Raila Odinga returns: What will be the bomb at Kamkunji?

FLASHBACK: Azimio leader Raila Odinga, Martha Karua, Kalonzo Musyoka among others during a  rally at Kamukunji Grounds in Shauir Moyo, Nairobi, on December 07, 2022, where a raft of demands was made to the Ruto administration. A similar meeting is being today. [File/Denish Ochieng/ Standard]

The conduct of the August 2022 general elections will be at the top of Azimio la Umoja’s agenda its leader Raila Odinga addresses a “comeback” political rally at Kamkunji grounds in Nairobi today.

Captained by ODM leader Raila Odinga who will be arriving in the country from South Africa today, Azimio had earlier promised to provide more details on the allegations that the elections were bungled and that Raila had won with 57.3 per cent of the vote while Ruto garnered 41.6 per cent.

On Wednesday Jubilee Secretary General Jeremiah Kioni said that revelations from an anonymous whistle-blower working at IEBC have it that under the direction of the commission’s Chairman Wafula Chebukati, commissioners, Prof Abdi Guliye and Boya Molu, and CEO Marjan Hussein, IEBC provided fabricated information concerning the election to the Kenyans.
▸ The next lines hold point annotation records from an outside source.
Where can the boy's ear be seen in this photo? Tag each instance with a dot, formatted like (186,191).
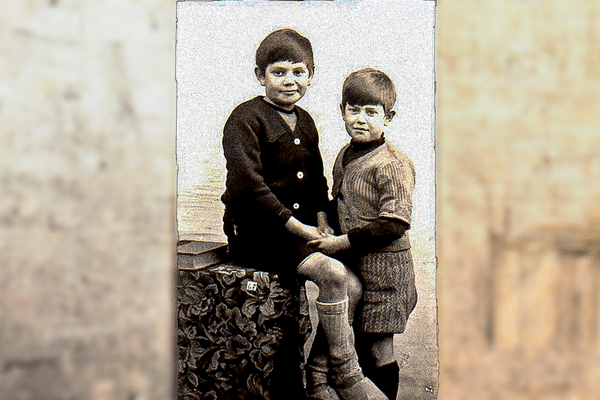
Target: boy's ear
(260,75)
(389,117)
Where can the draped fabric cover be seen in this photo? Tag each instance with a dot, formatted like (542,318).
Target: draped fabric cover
(231,322)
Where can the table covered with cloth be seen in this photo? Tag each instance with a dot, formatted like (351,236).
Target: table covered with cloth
(232,322)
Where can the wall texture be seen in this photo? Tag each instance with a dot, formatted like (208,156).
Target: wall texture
(518,162)
(87,180)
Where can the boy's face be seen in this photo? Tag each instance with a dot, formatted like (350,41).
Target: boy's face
(285,82)
(365,123)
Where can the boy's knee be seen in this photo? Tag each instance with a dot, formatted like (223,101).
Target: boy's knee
(324,271)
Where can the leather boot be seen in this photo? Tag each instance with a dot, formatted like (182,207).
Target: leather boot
(346,374)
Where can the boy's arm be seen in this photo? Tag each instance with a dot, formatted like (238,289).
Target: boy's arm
(244,169)
(377,234)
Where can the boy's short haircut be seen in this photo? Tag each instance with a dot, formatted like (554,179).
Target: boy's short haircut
(284,45)
(369,86)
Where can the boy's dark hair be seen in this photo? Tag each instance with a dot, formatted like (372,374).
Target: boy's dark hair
(369,86)
(284,45)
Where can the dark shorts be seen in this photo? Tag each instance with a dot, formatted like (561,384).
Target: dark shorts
(280,255)
(389,291)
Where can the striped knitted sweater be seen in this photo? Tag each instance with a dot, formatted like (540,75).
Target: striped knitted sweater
(378,184)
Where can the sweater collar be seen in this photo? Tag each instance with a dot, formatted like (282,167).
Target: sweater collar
(367,146)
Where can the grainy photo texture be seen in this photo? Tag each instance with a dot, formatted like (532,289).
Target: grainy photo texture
(305,207)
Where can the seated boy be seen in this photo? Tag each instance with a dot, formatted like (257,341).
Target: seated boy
(275,197)
(373,185)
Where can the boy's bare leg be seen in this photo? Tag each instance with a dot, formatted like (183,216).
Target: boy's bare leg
(332,278)
(317,365)
(381,365)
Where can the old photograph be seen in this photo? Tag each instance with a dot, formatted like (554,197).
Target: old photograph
(306,200)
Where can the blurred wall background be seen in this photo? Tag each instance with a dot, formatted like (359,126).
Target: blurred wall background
(87,204)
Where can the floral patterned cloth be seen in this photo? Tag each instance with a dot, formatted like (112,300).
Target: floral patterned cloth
(230,324)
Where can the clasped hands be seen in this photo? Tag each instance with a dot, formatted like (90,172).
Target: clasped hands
(319,237)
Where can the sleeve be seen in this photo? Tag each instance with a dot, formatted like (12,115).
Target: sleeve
(321,188)
(244,169)
(395,183)
(376,234)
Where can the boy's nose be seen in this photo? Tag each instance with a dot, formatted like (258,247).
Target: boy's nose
(288,78)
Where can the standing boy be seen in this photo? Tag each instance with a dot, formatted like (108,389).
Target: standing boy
(275,198)
(373,185)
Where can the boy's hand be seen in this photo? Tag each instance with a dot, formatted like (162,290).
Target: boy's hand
(330,244)
(306,232)
(323,224)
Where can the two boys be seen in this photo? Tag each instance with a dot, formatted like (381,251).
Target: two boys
(275,215)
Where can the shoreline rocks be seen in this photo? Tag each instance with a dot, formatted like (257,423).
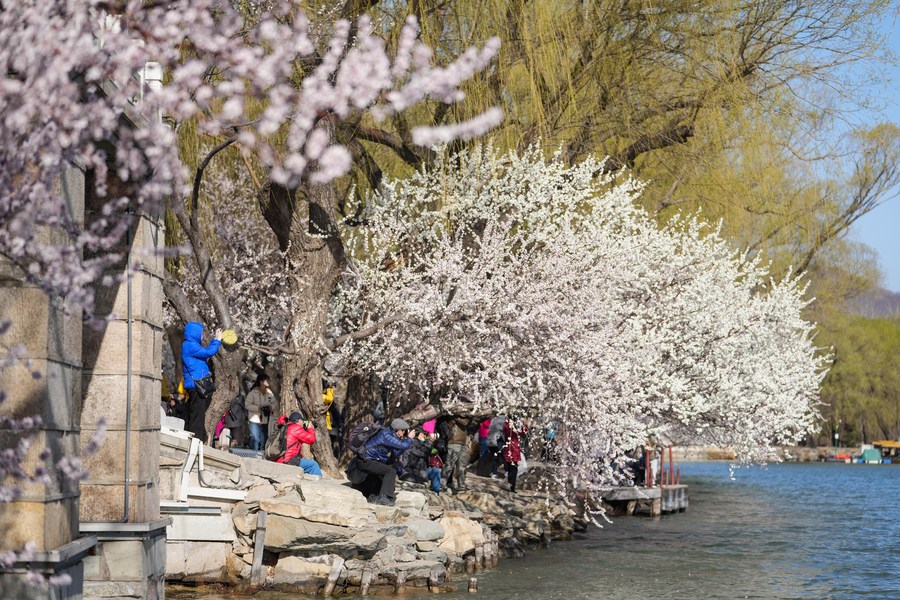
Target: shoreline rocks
(322,533)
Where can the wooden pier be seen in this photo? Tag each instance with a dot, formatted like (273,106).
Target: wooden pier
(654,501)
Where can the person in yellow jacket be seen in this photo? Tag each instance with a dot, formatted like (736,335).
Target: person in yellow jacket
(333,422)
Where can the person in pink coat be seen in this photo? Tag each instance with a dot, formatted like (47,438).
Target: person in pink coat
(483,430)
(512,451)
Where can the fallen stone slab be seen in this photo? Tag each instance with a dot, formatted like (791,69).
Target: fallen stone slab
(425,530)
(285,534)
(460,534)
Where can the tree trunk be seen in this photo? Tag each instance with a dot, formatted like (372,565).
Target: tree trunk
(315,254)
(229,368)
(362,394)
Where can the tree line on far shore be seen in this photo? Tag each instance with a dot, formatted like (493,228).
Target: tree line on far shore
(289,126)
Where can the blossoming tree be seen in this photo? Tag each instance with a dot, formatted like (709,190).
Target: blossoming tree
(81,83)
(516,285)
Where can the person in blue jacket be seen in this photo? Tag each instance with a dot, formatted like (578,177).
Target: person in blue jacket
(379,458)
(194,357)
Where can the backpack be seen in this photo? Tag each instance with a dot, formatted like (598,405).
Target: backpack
(361,434)
(277,444)
(237,413)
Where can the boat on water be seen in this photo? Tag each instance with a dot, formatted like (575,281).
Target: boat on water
(888,451)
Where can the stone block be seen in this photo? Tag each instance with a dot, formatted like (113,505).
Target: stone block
(52,396)
(205,562)
(175,559)
(208,528)
(146,292)
(106,351)
(261,492)
(415,501)
(105,397)
(285,534)
(125,559)
(114,589)
(296,570)
(460,534)
(50,523)
(334,515)
(45,331)
(425,530)
(105,501)
(108,464)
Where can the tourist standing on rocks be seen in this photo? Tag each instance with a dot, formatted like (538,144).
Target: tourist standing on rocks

If the public meeting that Azimio calls “People’s Baraza consultations” is anything like the first one on December 7, 2022, then a brutal tearing into of the performance of the Ruto administration is expected.

The coalition political party has in the past hit out at the government for suggesting that their meetings with the public were intended to be demonstrations.

Azimio now calls the public to come in large numbers and attend the rally which is normally decorated with loud contemporary music often with a political tone, an enthralling MC and politicians.

Azimio echelon

In the maiden public meeting last year, Raila was escorted by the top echelon of Azimio like Wiper leader Kalonzo Musyoka, Narc Kenya leader Martha Karua, former Laikipia Governor Nderitu Gahagua and former Kakamega Governor Wycliffe Oparanya together with more than 20 other politicians in different levels of government.

Karua accused the current regime of impunity and use of force arguing that it has taken control of different arms of government to push through its agenda. She argued that the push to ouster the four IEBC Commissioners was out of political vendetta because they rejected the August 9 election that declared Ruto as president.

 Karua argued that it was within the commissioners’ rights to denounce the results.

At the time, the Azimio team argued that the government had side-lined the needs of the citizen and had resorted to rewarding allies and those who lost in the previous election, with positions in government.

With the ordinary citizen battling a harsh economic environment occasioned by inflation and high cost of living, politics has now taken a different turn with both the government and opposition settling their scores on the election issue.

President William Ruto has been at the forefront of weighing in on the election issue where he is on record praising outgoing IEBC chairperson Wafula Chebukati and his team for defending what he called an attempt to subvert the people’s sovereignty through bribes and threats.

The president alleged that there was a plot to kidnap and murder Chebukati during the last general election.

Both the president and Azimio now have the uphill task of restoring public confidence and calming the storm around the election issue by providing credible evidence about the allegations dumped in the public domain.

The IEBC whistleblower Raila will talk about alleges that more than 1000 unauthorised users were given remote access or full access allowing them to edit JPEG Forms 34B using Microsoft Word or other programs before converting them back to PNG or PDF and uploading them to the public portal.

However, Karua has argued that the only way to get to the bottom of the election conduct is for IEBC to open its servers. Servers essentially store, send and receive data.

"As citizens, we have a right to information, the truth lies in the servers. Those doubting the whistle-blowers' data should demand servers be laid bare.